My main testing zone is WOT from 80 to 90 mph in forth gear. With my current gearing, 4000 is 70, 4500 is 80 and 5000 is 90 give or take a couple points. Running up to 90 in third where rpm's run up into the 6's is sort of overwelming.

But these are just numbers and we all know how we feel about numbers. I am alone with this with no others who have tried this senerio.

Can 2 carbs deliver more air. I suppose! Can a single 40mm flatside deliver an optimum mixture all the way to redline and beyond on a 750 Commando with a stage 1 cam and a massaged RH1 head and 1 1/2" exhaust (not to mention stump pulling torque down below)? Well, who gives a crap what I think or know.

Here is the point. I don't expect anyone to believe everything they hear particularly in this regard and what would be the point in lying, but to go so far as to say to someone that they' are full of shit because the numbers do not add up is just .....I'm not sure what the right word is. 2+2 may add up to 4 but I think there is a little more to it than that.

Just because JimC thinks he can blow more snot out of his 2 nostril does not mean someone else cannot blow more out of one big one, but that's just Jim.

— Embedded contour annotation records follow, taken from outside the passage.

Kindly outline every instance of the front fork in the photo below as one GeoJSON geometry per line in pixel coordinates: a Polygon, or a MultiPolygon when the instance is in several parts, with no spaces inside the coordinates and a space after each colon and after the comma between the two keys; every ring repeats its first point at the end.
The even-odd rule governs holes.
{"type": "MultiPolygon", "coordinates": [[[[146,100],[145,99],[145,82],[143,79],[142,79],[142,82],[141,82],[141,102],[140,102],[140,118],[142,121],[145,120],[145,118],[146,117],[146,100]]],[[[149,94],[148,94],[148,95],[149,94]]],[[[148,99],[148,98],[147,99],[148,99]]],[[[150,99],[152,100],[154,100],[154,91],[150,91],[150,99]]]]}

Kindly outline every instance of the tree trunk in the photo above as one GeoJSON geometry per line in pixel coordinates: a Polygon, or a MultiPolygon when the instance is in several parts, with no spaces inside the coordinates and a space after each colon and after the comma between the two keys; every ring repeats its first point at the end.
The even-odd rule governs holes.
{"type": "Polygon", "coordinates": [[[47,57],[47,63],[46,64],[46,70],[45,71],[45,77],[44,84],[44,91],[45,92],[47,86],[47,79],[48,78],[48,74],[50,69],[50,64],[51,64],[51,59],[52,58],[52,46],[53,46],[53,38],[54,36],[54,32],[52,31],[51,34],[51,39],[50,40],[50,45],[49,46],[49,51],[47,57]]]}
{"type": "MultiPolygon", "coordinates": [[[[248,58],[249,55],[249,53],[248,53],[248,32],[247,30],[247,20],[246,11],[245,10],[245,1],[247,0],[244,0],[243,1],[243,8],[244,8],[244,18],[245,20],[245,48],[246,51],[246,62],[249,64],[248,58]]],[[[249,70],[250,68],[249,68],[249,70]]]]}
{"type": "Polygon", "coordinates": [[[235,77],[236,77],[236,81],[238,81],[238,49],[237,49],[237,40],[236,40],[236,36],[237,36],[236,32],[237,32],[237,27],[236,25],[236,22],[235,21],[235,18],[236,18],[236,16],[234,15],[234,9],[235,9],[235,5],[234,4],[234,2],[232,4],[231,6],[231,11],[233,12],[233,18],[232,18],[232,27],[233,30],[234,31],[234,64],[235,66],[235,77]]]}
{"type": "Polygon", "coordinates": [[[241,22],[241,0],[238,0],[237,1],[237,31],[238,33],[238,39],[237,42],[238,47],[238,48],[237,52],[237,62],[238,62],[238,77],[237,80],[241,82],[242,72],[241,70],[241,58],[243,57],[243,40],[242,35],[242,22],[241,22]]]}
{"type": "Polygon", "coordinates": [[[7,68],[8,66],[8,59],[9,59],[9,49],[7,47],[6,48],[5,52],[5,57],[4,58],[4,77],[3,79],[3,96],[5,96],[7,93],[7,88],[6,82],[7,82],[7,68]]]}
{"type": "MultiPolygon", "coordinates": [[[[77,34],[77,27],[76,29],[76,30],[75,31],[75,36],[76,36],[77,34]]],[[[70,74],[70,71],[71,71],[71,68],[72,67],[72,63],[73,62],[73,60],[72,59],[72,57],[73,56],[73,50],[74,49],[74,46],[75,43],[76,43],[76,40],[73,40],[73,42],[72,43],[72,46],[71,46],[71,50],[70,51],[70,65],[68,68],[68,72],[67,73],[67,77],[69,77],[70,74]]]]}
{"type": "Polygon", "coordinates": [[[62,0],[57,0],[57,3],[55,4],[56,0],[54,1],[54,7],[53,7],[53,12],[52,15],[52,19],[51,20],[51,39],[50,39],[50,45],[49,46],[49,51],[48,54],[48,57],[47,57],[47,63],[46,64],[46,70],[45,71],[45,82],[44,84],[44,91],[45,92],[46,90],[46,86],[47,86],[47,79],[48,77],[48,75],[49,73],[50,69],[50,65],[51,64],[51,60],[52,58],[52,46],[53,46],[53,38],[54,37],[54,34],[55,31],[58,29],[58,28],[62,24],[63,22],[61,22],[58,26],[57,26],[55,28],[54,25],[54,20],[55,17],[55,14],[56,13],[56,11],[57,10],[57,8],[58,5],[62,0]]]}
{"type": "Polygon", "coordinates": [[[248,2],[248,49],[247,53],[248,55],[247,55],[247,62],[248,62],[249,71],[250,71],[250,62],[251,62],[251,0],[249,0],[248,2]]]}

And just because what I now to be true to me doesn't match ones math doesn't give one a right to judge. You may think I am wrong, but you do not know it.
Dyno Run
 
ntst8 said:
......
When you say a vibration period - what are you suggesting i check?
.....


Essentially, check that vibration is not shaking an electrical connection loose.
 
worntorn said:
So much for the assertion by some that a single carb gives equal or even greater performance than twin carbs......

Knock knock knock, anybody home in there?
Actually reading what someone says before commenting on it goes a long way.

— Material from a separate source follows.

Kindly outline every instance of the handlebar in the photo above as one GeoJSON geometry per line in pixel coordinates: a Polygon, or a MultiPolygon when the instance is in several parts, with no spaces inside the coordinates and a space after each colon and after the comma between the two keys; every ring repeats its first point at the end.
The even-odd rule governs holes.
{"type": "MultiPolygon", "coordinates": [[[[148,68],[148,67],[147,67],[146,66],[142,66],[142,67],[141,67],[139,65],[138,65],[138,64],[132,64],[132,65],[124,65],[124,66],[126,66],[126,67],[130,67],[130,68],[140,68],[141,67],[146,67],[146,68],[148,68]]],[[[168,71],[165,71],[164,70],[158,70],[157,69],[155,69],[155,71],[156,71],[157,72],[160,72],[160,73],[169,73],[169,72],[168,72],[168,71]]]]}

FYI the bike that made a bit more horsepower has a $3000 replica cylinder head on it, which makes comparison between the two bikes at least silly. And that is beside the fact that the owners of the bikes seem to know little about them, so we certainly know even less.

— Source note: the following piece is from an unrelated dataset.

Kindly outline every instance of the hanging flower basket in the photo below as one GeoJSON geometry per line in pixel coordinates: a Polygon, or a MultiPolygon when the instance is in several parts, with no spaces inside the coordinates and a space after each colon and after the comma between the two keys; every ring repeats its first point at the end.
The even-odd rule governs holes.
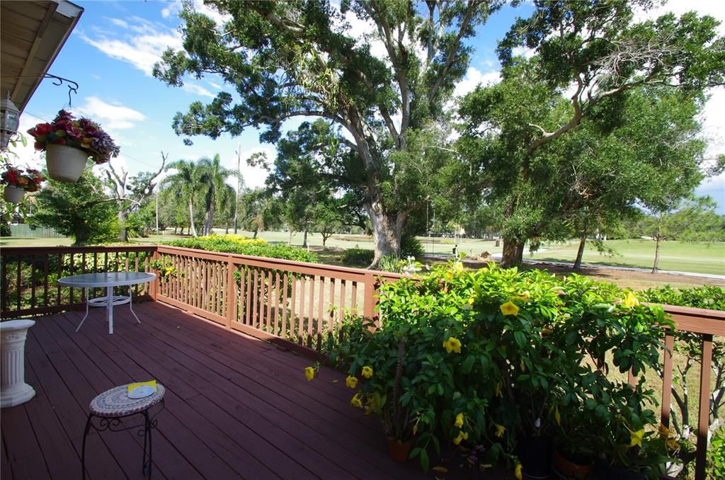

As far as single carbs go, funny how Nascar guys used to get 2 bhp per cubic inch out of pushrod chevys with one carb on one plenum feeding eight cylinders, so why can't anyone? To dismiss it is simply ignorance.
 
Actually, the textbooks say that one carb per cylinder gives maximum acceleration (torque in the mid range), but one carb per engine still gives the same top speed.

This rule works pretty well, when you look over all the engines ever made.
All other things being equal...
 
Very emotional what works best in a particular combo. I'm more in the big single camp myself even if it don't make more power anywhere it sure made me use caution on low down throttle snaps and pulled faster than I often wanted per wrist twist and part the reason I got a bit handy on leaning break frees and some care to snick 2nd w/o tire spin hesitation. Peel will be a single 40 mm with and w/o a belt applied but also 2-1 fat exhaust. Would take the same dyno and conditions or one location drag times in similar conditions to know what worked best. If not for ongoing non Norton time/expense recoveries I'd already gotten a device to put on our bars to record the G's per mass over time in real life for a sense of which way to go on a particular cycle. There are a lot of tales of best dyno tunes going sour in road contests d/t various other factors applied. How boring if we all had to build to suit everyone's approval. A pumper single sure helps make up for lack of draw on its bigger throat till its bigger throat flows like crazy. The 1>2 manifold design might come in to play too.

Vibration resonance can foam carb fuel feed and/or give intermittent electrical contacts, or shake air intake or exhaust seals to leak just then.
 
On New Zealand roads 50 HP is plenty as we can only do 100kph, as for the one carb, are not the pistons taking turns sucking? :roll:
Hey NTST8, those leather throw over bags with Norton embossed on them...you want them as I'll never use them.Rather then go to a good home that stored under the house.
 
72Combat said:
.... as for the one carb, are not the pistons taking turns sucking? :roll:
....

I believe it's a bit like a two into one exhaust where pressure waves can work for or against you. It's simpler to get it right with one carb per cylinder.